Thanks for the feedback guys. I will take off the fork like proposed and also measure the drop- outs. Is there a table of measurements to compare to? How long is a long and how short a short drop out? I only found this quote: Dropouts:
1974/75: Sometime between '74 & '75 there should be a change from long Campag drop-outs to the shorter ones. Which would not really help me since the change seems to have happened earlier than 76. 
The cable guides seem to point to 76, yet I don't have the "Colnago" cast into the fork crowns, just the club. Cut- out of the bottom bracket was there all through the 70s so that won't help either ;-(. Anyway thanks for your help guys!


----------



## marc68ch (Aug 30, 2011)

The thread has a wrong title or so it seems- Should've been called the 1976 Colnago Super project. Apparently it is most probably 1976. Hence I've changed the Campa parts stamped 78 to 76ers and have a set of period correct decals coming in in a couple of days (see pic). I am still desperatly looking for a NISI Sludi 290 (with the elevated metal decal) 700c tubular complete rear wheel (with Campa Record hub) and a fluted Campagnolo Nuovo Record seat post 27,2 mm in good condition. I found someone in the UK who sold me the rubber rings for the brakes. What would you guys do regarding the paintjob (it's the original "electric blue"). It does have some markings and there are a few spots (i.e cable guides) with rust... Cheers


----------



## marc68ch (Aug 30, 2011)

I found rubber rings for the nuovo record brakes on ebay. They arrived yesterday and are a perfect fit. The decals are on their way. Now I am facing the decision weather or not to try and touch up the paintwork. I know some prefer a frame to be untouched and rather accept a few marks and I can see the point. Trouble is that for instance the cable guides have some rust spots that really don't look nice. What do you guys treat spots like this with to at least conserve?


----------



## Regfwa (Sep 28, 2011)

*Relationship of Colnago and CIOCC*

I have always wondered if there is a relationship between the Colnago and Ciocc because they both use the playing card 'club' symbol. I know Ciocc is a nickname for poker face.


----------



## wazuluwazu (Oct 15, 2011)

Regfwa said:


> I have always wondered if there is a relationship between the Colnago and Ciocc because they both use the playing card 'club' symbol. I know Ciocc is a nickname for poker face.
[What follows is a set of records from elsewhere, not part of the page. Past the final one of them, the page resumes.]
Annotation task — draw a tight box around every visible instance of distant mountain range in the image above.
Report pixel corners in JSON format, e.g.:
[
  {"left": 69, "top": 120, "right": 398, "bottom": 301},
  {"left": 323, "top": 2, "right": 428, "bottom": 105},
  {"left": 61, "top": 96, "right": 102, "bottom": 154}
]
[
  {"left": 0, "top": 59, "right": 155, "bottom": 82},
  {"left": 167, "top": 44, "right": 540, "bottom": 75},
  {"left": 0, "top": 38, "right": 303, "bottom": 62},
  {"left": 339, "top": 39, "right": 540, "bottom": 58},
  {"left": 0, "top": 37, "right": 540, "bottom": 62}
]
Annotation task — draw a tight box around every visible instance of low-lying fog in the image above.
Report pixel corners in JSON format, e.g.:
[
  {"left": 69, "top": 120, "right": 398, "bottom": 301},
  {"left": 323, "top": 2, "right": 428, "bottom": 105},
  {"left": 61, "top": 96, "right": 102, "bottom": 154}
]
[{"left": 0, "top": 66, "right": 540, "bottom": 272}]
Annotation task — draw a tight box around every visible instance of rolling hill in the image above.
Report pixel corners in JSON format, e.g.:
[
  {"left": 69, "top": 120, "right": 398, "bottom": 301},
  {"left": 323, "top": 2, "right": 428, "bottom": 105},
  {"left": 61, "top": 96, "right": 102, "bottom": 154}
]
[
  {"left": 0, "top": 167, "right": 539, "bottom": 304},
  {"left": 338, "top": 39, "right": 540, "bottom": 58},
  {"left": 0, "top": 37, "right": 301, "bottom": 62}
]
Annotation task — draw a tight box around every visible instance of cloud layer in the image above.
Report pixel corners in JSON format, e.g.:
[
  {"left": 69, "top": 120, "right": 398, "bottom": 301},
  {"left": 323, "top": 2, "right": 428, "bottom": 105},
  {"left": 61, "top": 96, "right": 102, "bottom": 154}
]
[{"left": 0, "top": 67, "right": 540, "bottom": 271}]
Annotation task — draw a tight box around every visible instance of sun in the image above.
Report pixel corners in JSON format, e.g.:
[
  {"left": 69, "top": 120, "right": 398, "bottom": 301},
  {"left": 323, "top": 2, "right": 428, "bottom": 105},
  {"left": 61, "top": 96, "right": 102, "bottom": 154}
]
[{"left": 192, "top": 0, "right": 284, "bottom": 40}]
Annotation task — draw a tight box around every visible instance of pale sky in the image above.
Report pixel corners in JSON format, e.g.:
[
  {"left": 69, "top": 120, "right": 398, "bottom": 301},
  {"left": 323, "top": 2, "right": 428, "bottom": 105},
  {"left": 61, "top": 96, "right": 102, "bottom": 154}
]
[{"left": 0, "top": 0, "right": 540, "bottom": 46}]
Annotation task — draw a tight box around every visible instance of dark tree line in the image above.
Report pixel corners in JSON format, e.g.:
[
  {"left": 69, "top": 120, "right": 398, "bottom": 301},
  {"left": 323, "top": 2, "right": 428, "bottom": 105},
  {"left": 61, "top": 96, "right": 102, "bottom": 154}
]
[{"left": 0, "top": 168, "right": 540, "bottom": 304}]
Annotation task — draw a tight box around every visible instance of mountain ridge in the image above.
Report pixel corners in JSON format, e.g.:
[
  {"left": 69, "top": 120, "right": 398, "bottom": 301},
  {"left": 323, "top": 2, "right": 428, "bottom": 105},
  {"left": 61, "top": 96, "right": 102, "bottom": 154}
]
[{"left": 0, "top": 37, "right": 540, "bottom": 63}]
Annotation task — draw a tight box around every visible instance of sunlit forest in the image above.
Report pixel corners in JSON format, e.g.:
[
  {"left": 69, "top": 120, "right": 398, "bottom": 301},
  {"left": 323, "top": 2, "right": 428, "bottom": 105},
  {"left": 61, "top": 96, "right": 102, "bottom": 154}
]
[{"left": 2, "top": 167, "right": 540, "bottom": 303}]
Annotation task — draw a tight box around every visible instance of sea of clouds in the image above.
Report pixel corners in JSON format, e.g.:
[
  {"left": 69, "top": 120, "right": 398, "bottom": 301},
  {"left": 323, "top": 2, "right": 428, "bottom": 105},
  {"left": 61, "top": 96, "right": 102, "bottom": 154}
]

Did Giovanni Pelizzoli AKA Ciöcc use to be a master frame builder for Colnago before setting up his own brand? Some biographies I've read state that he worked in some of the major manufacturers but doesn't state which.

Also Ciöcc means drunk in Bergamasco, not poker face. I'm from Pavia and the dialects are similar.


----------



## marc68ch (Aug 30, 2011)

*Project is finished and I wanted to share*

here are some pics


----------



## Quattro_Assi_07 (Jan 13, 2006)

marc68ch said:


> here are some pics



Gorgeous! Very classic looking. :thumbsup: Ride it in good health!


----------



## marc68ch (Aug 30, 2011)

Cheers mate! I tried to keep everything as close to the catalogue as possible. Unfortunately the original NISI rims had to be replaced - impossible to get at a decent price ;-) But the rest is pretty much as it was back in the day...


----------



## american psycho (Jul 21, 2005)

where did you get the decals? everywhere i've looked they can only deliver the head tube badge in black.


----------



## paredown (Oct 18, 2006)

marc68ch said:


> here are some pics


That looks pretty schweet!


----------



## marc68ch (Aug 30, 2011)

*colnago decals w/ yellow head badge*



american psycho said:


> where did you get the decals? everywhere i've looked they can only deliver the head tube badge in black.


The guy I got them from is Andre Schwyn of Switzerland. Here's his address: [email protected]
I don't know whether he has another set though. Have you asked Greg Softley yet? 
[email protected] he is an expert at retro decals and can surely help you

Cheers Marc


----------